Gold is also used for medicine as a best health tonic, in food & drinks, other industries & electronic field. Because of it is an inert metal also used for covering costly parts of machinery & satellites.
Gold has been widely used throughout the world as a vehicle for monetary exchange, either by issuance and recognition of gold coins or other bare metal quantities, or through gold-convertible paper instruments by establishing gold standards in which the total value of issued money is represented in a store of gold reserves.
Pure gold is too soft for day-to-day monetary use and is typically hardened by alloying with copper, silver or other base metals. The gold content of alloys is measured in Karats (k). Pure gold is designated as 24k. English gold coins intended for circulation from 1526 into the 1930s were typically a standard 22k alloy called crown gold, for hardness (American gold coins for circulation after 1837 contained the slightly lower amount of 0.900 fine gold, or 21.6 kt).
Many holders of gold store it in form of bullion coins or bars as a hedge against inflation or other economic disruptions. However, some economists do not believe gold serves as a hedge against inflation or currency depreciation.
Because of the softness of pure (24k) gold, it is usually alloyed with base metals for use in jewelry, altering its hardness and ductility, melting point, color and other properties. Alloys with lower Karatage, typically 22k, 18k, 14k or 10k, contain higher percentages of copper, or other base metals or silver or palladium in the alloy. Copper and Silver are the most commonly used base metal.
In medieval times, gold was often seen as beneficial for the health, in the belief that something that rare and beautiful could not be anything but healthy. Even some modern esotericistsand forms of alternative medicine assign metallic gold a healing power. Some gold salts do have anti-inflammatory properties and are used as pharmaceuticals in the treatment of arthritis and other similar conditions. However, only salts and radioisotopes of gold are of pharmacological value, as elemental (metallic) gold is inert to all chemicals it encounters inside the body. In modern times, injectable gold has been proven to help to reduce the pain and swelling of rheumatoid arthritis and tuberculosis.

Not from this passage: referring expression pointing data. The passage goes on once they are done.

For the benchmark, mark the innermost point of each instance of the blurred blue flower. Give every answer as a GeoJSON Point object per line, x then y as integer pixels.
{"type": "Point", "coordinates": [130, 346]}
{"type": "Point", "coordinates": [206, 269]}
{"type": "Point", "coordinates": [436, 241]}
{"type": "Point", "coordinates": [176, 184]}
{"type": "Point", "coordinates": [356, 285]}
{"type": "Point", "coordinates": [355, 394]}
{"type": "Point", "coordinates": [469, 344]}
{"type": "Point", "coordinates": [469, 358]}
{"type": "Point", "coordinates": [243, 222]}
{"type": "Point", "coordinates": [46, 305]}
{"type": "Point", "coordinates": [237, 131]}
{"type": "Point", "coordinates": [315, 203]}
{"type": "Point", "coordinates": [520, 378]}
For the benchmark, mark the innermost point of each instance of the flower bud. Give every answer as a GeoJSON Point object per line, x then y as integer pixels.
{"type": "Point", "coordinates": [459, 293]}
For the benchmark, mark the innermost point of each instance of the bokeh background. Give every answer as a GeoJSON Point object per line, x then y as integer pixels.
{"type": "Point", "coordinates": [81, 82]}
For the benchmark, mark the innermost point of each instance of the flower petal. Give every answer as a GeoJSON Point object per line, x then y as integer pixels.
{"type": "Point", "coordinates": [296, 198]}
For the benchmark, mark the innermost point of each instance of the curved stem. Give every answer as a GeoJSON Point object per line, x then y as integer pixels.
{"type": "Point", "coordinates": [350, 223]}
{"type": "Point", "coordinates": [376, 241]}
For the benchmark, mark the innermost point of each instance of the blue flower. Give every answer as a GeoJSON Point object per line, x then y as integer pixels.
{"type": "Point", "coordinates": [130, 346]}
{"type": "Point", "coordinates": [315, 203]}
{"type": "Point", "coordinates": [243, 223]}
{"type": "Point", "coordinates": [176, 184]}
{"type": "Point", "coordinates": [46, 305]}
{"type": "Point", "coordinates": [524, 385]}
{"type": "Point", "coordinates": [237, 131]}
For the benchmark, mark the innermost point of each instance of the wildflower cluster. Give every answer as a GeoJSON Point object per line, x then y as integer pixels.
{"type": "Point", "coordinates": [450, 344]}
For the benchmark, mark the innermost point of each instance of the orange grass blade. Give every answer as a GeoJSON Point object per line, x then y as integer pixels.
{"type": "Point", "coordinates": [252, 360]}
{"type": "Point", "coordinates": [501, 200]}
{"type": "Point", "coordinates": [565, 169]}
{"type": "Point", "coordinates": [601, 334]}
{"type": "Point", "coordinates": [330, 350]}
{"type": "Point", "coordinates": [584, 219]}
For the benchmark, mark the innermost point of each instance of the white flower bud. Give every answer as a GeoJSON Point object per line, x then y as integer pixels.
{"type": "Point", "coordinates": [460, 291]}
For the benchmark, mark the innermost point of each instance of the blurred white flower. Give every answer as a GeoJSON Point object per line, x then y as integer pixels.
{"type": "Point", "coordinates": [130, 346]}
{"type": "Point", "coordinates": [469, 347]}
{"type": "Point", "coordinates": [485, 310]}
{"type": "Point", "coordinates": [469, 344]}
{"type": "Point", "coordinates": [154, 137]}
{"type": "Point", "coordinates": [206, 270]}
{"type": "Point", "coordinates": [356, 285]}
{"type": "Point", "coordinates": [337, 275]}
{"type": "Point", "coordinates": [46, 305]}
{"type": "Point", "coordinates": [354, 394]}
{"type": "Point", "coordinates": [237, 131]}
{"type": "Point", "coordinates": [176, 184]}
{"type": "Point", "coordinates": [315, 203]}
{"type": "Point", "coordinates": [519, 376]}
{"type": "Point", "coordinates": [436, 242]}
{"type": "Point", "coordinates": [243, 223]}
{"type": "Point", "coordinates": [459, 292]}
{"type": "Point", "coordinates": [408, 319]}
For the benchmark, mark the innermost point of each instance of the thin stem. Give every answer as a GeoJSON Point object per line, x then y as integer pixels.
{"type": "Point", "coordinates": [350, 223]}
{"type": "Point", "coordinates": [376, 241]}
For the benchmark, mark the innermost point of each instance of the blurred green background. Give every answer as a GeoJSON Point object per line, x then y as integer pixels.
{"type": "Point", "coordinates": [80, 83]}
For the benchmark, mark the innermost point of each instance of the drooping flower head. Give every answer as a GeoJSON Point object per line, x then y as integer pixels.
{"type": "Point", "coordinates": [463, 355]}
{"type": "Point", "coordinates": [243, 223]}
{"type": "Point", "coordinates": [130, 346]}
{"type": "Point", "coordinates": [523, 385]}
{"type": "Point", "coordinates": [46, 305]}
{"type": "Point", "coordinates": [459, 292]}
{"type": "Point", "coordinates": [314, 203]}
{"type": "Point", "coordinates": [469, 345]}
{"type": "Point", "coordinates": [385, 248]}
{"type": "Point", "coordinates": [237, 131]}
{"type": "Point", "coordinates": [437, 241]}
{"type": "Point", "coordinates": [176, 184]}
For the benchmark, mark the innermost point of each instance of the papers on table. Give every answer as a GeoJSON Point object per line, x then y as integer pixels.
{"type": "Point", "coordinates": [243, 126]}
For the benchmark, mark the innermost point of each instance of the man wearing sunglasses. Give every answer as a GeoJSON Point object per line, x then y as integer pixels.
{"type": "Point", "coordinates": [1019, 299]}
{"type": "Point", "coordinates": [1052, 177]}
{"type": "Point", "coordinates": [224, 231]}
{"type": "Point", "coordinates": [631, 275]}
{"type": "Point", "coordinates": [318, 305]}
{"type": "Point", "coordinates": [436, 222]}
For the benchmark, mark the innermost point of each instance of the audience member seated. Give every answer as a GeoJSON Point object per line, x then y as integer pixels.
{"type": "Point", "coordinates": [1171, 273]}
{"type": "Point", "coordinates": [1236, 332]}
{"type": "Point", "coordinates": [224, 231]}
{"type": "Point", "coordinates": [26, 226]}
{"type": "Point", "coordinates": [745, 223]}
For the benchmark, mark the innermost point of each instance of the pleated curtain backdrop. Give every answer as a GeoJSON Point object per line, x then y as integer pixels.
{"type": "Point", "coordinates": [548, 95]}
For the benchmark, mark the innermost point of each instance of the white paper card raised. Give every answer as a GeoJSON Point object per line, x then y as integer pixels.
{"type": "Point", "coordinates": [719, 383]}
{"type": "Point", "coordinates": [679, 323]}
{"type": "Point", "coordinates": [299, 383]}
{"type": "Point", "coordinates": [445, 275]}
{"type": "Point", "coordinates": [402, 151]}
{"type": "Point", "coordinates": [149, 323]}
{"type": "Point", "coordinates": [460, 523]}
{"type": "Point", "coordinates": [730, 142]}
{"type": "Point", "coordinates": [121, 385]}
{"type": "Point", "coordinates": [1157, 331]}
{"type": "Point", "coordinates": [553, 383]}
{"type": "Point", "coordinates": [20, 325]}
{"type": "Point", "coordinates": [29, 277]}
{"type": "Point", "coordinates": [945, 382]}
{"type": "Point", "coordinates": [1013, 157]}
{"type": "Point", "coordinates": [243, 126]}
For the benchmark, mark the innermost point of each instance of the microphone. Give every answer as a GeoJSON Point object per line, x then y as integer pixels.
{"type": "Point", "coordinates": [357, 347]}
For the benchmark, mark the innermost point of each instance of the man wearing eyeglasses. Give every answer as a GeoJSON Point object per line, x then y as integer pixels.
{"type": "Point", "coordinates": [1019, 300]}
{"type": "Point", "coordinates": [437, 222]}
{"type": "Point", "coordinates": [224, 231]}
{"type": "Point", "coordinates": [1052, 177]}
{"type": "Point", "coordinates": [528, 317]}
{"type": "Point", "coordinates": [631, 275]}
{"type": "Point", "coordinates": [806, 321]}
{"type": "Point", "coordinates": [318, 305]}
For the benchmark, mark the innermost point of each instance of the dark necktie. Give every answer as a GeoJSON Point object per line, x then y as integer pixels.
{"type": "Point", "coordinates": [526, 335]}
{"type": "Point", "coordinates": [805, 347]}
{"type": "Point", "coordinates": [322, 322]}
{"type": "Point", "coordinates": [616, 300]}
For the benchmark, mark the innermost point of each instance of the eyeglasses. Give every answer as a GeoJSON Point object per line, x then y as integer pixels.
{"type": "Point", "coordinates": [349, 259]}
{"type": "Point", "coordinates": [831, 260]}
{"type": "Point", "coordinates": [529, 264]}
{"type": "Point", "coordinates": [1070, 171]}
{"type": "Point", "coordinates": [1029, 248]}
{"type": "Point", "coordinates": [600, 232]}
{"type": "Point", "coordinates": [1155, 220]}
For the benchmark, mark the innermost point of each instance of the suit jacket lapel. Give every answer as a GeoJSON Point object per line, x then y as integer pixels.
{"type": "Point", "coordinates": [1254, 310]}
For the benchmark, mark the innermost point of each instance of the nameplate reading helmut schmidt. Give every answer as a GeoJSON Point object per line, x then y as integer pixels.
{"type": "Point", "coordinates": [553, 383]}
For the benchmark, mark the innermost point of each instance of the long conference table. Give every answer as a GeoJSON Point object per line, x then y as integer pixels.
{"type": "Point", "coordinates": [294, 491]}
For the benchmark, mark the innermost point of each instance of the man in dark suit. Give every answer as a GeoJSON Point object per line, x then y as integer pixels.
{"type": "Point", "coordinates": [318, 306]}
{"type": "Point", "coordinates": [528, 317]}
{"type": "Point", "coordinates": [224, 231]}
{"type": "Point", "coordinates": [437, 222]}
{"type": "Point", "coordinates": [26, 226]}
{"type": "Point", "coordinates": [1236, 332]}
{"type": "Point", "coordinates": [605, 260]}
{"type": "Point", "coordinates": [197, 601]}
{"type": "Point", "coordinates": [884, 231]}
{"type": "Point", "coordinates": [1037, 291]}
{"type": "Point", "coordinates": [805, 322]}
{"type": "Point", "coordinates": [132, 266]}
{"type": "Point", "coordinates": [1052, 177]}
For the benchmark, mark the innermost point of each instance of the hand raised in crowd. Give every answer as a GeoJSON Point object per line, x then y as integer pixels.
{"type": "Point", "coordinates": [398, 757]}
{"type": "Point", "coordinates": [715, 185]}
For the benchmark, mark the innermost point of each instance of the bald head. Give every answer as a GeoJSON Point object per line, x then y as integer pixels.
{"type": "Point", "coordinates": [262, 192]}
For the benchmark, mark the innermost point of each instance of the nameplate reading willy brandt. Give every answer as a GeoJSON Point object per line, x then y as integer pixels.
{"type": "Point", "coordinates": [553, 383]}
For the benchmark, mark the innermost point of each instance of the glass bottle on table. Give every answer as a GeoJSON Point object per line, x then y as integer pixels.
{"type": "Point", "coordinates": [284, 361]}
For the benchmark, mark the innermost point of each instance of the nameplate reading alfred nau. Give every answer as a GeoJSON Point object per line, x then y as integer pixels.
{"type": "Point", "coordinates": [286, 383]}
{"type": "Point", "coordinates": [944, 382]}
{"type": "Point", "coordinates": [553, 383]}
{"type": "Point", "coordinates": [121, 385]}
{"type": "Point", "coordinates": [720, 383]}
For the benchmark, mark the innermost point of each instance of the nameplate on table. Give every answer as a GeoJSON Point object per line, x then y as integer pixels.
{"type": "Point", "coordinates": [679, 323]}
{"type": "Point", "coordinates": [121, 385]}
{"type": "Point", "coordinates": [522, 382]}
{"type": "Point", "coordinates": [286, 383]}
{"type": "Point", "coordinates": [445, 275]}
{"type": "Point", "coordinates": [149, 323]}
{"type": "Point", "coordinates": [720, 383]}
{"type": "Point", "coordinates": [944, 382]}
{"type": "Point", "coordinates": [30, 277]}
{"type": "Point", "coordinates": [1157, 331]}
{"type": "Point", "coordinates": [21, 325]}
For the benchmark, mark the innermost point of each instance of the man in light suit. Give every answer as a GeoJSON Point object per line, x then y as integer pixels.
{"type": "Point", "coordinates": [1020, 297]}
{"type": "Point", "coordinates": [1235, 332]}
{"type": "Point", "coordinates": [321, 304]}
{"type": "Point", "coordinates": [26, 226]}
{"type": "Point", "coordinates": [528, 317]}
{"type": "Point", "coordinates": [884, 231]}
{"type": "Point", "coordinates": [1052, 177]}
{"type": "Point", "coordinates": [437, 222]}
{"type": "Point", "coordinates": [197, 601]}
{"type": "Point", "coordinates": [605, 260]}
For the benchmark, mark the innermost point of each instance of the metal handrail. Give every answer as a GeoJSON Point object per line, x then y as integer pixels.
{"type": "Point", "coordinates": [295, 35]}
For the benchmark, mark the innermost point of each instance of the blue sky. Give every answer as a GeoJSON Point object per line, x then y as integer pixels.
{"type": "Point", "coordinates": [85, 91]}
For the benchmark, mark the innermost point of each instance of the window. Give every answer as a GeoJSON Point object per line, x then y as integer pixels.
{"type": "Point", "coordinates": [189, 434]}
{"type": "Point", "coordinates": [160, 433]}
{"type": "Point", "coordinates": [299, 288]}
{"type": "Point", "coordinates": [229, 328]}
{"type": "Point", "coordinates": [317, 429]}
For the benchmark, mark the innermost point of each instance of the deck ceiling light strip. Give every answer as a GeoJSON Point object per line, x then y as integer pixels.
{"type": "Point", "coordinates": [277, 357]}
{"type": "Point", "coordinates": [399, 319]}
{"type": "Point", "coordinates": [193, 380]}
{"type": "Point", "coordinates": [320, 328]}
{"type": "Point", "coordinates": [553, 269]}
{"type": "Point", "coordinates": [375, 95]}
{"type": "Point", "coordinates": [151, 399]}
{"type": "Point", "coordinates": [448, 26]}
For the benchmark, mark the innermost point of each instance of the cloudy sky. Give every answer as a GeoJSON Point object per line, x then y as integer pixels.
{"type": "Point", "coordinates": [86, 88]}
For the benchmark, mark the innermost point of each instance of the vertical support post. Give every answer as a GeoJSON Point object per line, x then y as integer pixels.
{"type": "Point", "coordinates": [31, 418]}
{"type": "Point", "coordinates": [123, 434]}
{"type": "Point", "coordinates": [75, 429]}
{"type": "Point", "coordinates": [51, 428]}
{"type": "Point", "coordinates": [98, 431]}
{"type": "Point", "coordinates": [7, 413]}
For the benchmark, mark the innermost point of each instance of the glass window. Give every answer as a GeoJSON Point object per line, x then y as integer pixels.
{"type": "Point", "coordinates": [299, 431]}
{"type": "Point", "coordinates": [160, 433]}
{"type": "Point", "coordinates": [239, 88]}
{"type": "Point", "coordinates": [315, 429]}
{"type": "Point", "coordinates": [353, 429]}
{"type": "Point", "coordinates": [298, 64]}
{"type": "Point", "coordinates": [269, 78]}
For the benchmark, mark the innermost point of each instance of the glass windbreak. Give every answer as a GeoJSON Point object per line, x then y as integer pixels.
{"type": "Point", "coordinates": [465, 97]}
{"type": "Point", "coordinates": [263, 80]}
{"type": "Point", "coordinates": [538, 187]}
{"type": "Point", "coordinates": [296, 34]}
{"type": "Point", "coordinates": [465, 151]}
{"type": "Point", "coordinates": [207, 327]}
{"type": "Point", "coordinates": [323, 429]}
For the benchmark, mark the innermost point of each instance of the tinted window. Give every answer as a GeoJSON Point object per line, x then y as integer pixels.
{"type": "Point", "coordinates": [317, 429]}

§ Gold can be made into thread and used in embroidery.
§ Gold produces a deep, intense red color when used as a coloring agent in cranberry glass.
§ In photography, gold toners are used to shift the color of silver bromide black-and-white prints towards brown or blue tones, or to increase their stability. Used on sepia-toned prints, gold toners produce red tones. Kodak published formulas for several types of gold toners, which use gold as the chloride.
§ As gold is a good reflector of electromagnetic radiation such as infrared and visible light as well as radio waves, it is used for the protective coatings on many artificial satellites, in infrared protective faceplates in thermal protection suits and astronauts’ helmets and in electronic warfare planes.
§ Gold is used as the reflective layer on some high-end CDs.
§ Automobiles may use gold for heat dissipation.
§ Gold can be manufactured so thin that it appears transparent. It is used in some aircraft cockpit windows for de-icing or anti-icing by passing electricity through it. The heat produced by the resistance of the gold is enough to deter ice from forming.